Gaming Editor Louis Wright discusses what ChatGPT beating the Turing Test could mean for how we as humans test AI in the future.
I propose considering the question, ‘Can machines think?’” as the core idea behind Computing Machinery and Intelligence (Alan Turing, 1950). The paper considers the idea of digital computers designed to carry out human tasks, and how they can be developed to imitate and replicate human actions, speech, and emotion in time. Therefore to be certain of whether or not a computer can accurately pass as human, a standard testing method is required.
‘The Imitation Game’ or more commonly known as ‘The Turing Test’ is the proposed test within the paper.
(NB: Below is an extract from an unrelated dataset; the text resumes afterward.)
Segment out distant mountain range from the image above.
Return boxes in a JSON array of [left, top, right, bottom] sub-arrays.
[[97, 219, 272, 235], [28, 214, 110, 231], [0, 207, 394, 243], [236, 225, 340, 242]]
Its simplest form consists of 2 people (labelled as B and C) and the computer system (labelled as A). C must act as an interrogator to A and B. A and B both try to convince the interrogator that they are human while C must determine the answer using only written notes from the two. If C is unable to consistently determine the human then A (the computer) wins, otherwise it loses.
ChatGPT 4.0 has beaten the Imitation Game. While not the first to pass the Turing Test, the prize for which goes to AI program Eugene Goostman, the AI turned social phenomenon is one of the few to have successfully surmounted the challenge. But what does passing the Turing Test mean for AI, and future testing procedures?
The Turing Test is, simply put, an intelligence test. It is used to see if an AI is capable of reaching a human-like intelligence. However, while an AI may be able to reach the intelligence levels of a human, this does not mean that it is aware – with the current standards of AI, anything that it produces is a replication of humanity, not self-aware thought.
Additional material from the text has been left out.